Now, we can hear that the frequency slowly morphs from our current setting to the new setting. The value that we use for an argument is the "starting point" for our transition. The message box that is creating a list provides us with two pieces of information: the next pitch (which is the $1 replaceable value) and the amount of time to make the transition (in milliseconds).

It would be handy if we could see the output of the line~ object, but it outputs an audio-rate value, so we need to use something other than a number box. The easiest way to keep an eye on a changing audio value is using the number~ object.

Friend object: number~

The number~ object, available on the object palette, is similar to a number box, but it works in the audio domain.

The number~ object samples the audio stream and displays its value at these intervals. You can set the interval in the inspector, allowing you to tune the display to your needs. If the value changes fast (like the output of a high-speed oscillator), you may want to use a fast sampling rate. If it is slower, like in our example, you can use the default rate – or even something slower.

Our example may sound a little odd - the sliding pitch value seems to speed up when we jump to high values, and slow down when we use low values. That's because the frequency-to-pitch values are non-linear; each pitch step becomes larger as the frequency increases. In order to make things a little more linear, we need to use a new object for our MIDI-to-frequency translation.

Friend object: mtof~

If we do the line~ translation before the MIDI translation, we can make the transitions more linear. However, the output of line is, again, audio-rate, so we need to find a different way to perform our mtof translation. There is an audio-rate version of mtof called mtof~, which we can use to provide our audio-rate translation:

So now we've used the line~ transition mechanism to create smooth transitions, but we can also use the line object to create an envelope. Creating envelopes is critically important in almost any sort of synthesis; it is used for amplitude changes that form the basis of many sounds, and is also often used for generating filter changes as well.

The simplest envelope is the AR (Attack-Release) envelope, where two values are provided: an attack time and a release time. The easiest way to create an AR envelope is with the following patch:

Whenever a note start is received by our device, it will ramp up to a 1.0 level over the time period that was entered by the attack control. The release time is the time it takes to revert back to 0.0 once a note-off is received. Remember: a note off is simply a note message with velocity of 0, so we have to be looking for this on every note message.

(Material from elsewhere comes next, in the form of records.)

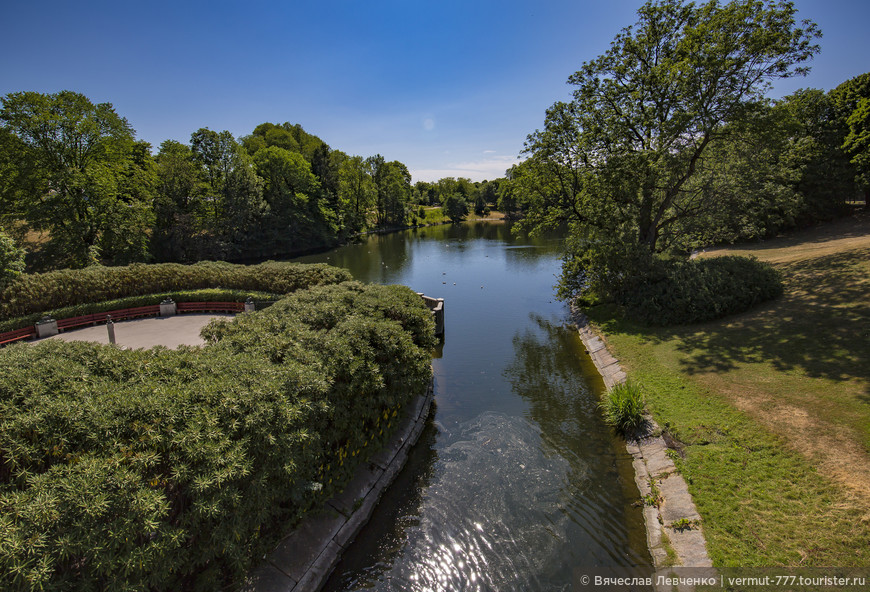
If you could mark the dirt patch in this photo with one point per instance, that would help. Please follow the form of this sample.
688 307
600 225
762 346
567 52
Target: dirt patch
834 452
843 235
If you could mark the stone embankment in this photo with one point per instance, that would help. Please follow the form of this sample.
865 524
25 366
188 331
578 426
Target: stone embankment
673 525
303 560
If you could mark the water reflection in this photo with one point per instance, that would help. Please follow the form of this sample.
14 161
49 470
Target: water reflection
563 404
492 517
520 483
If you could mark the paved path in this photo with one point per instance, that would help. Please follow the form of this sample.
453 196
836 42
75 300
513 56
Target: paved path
146 333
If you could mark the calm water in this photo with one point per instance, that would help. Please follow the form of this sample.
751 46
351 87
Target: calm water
516 483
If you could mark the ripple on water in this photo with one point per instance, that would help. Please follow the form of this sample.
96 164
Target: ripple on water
493 517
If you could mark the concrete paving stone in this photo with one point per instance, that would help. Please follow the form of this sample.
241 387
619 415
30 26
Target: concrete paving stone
690 547
391 471
297 552
267 578
362 482
654 529
641 478
170 332
595 345
357 520
415 433
603 358
658 464
320 569
678 502
416 407
386 454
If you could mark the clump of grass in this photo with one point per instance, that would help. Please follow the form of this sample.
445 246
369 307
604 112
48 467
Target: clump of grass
623 408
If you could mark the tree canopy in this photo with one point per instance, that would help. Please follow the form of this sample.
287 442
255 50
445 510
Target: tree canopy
622 161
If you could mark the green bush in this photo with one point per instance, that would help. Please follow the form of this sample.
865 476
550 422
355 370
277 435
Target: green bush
682 292
623 407
176 470
40 292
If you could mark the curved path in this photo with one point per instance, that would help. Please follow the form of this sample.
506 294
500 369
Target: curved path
170 332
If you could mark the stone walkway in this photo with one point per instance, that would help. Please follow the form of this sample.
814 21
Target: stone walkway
673 525
170 332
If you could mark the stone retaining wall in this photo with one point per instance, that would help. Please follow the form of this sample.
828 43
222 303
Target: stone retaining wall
303 560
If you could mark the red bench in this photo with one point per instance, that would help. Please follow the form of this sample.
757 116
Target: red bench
100 317
18 334
210 307
121 314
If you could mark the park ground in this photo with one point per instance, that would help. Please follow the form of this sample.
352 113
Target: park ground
770 410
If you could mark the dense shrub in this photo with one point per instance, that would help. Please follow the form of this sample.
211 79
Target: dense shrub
681 292
40 292
174 470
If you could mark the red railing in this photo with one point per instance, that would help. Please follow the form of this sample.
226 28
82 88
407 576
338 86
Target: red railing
121 314
16 335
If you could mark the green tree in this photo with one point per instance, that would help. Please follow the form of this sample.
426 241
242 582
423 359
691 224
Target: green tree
233 190
618 161
11 259
181 213
455 207
823 177
357 194
76 165
857 143
298 215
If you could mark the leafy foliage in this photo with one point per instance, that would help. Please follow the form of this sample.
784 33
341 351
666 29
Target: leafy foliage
174 470
79 175
11 259
623 408
625 163
683 292
40 292
455 207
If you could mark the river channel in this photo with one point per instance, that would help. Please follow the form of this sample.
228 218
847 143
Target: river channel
516 483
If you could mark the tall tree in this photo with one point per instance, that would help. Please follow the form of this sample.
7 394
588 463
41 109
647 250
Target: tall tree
357 194
234 191
617 161
73 161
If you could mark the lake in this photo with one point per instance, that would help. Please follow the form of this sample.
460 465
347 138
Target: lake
516 483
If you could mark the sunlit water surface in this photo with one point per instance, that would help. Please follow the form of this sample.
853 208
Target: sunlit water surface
516 484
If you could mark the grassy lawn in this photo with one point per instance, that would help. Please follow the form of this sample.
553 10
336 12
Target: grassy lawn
773 405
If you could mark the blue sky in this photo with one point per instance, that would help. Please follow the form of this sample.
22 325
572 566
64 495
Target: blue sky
450 88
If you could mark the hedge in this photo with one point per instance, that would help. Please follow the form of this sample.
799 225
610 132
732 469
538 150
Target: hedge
176 470
683 292
36 293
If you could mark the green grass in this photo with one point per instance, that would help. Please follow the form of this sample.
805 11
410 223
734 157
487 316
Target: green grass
623 407
774 407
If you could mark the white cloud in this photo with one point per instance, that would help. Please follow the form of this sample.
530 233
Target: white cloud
478 170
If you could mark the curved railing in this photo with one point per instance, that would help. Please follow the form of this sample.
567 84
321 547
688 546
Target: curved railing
120 315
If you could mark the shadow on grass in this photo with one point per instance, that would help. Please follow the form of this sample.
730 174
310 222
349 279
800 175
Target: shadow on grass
821 326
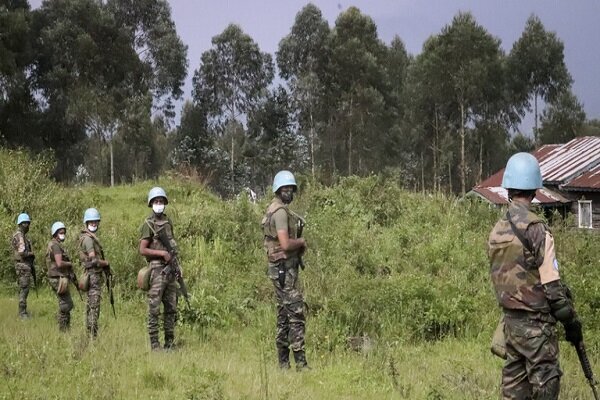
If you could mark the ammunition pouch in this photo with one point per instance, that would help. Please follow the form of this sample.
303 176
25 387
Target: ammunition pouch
498 346
143 279
63 285
84 282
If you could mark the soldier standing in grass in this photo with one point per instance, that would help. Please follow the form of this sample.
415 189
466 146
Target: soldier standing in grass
24 257
524 271
60 272
92 259
163 287
284 249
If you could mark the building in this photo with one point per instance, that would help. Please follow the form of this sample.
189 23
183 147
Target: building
571 178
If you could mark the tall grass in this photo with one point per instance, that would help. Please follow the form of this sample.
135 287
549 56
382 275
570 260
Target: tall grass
406 273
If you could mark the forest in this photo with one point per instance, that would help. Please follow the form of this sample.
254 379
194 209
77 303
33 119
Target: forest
97 86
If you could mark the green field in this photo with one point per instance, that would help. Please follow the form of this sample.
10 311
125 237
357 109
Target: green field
406 270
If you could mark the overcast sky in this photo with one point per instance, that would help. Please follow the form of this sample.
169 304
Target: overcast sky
267 21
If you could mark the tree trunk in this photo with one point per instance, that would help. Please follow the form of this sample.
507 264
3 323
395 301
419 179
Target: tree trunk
462 149
535 128
312 144
112 164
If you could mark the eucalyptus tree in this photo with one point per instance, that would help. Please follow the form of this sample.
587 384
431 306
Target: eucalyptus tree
562 120
17 104
302 59
537 66
230 82
359 87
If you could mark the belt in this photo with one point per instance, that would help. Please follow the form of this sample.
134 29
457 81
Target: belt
529 315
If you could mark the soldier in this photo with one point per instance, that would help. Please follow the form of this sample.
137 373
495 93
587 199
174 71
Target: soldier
60 272
92 259
163 286
524 271
24 257
284 249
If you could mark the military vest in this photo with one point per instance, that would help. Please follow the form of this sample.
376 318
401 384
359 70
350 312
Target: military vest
513 267
53 270
156 227
84 258
20 244
271 243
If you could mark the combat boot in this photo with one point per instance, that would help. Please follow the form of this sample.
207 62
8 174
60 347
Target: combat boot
284 358
300 358
169 342
154 344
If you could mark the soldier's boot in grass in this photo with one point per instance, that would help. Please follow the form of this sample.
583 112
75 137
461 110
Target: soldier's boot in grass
300 358
284 358
23 314
169 342
154 343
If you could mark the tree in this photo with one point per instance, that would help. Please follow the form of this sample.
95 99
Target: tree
302 59
562 120
537 66
232 78
357 88
460 76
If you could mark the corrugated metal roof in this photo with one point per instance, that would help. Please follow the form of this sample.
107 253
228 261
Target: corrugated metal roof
589 180
499 195
570 160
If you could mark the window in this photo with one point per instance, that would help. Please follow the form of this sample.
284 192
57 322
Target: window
585 214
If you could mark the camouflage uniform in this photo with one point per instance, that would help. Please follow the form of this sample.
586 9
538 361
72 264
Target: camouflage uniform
88 243
23 257
283 272
65 303
163 288
519 272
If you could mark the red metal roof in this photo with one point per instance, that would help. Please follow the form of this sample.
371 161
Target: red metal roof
571 166
499 195
589 180
570 160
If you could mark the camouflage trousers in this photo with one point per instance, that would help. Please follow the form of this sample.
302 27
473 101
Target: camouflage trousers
290 308
531 370
93 303
24 280
163 289
65 305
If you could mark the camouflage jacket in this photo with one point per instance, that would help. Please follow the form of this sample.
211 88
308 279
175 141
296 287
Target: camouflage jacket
150 230
53 270
271 243
519 271
21 245
88 262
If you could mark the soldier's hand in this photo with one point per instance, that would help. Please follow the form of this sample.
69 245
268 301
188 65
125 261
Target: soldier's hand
573 332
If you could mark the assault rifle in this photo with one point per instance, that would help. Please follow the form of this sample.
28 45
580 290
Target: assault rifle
173 265
587 368
299 229
75 282
109 283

A more complex envelope is available with a more complex object: the adsr~ object.

Related object: adsr~

The adsr~ object gives us a complex four-stage envelope; one that produces Attack, Decay, Sustain and Release stages. The controls necessary to create this are:

- Attack time (the time to go from 0.0 to 1.0 at note onset)

- Decay time (the time to go from 1.0 to the sustain level)

- Sustain level (the output level while you are holding a note)

- Release time (the time to go from the sustain level to 0.0 when the note is released)

These four controls are best mapped to MIDI type controls in the range of 0-127, since you will often want to control them with MIDI controllers. In the following synth voice, we will have each timing stage last for 2 seconds, giving us a fairly useful level envelope:

Now, if we combine the adsr~ envelope for amplitude while also using an AR envelope (based on line~) for the filter, we can create a pretty credible analog synthesizer emulation for our synth voice:

You can use a combination of the line~ and adsr~ objects to create a vast array of sound modifiers with relative ease. One of the best things about the MSP objects is that we can plug almost anything into almost anything else and it all comes together with relative ease!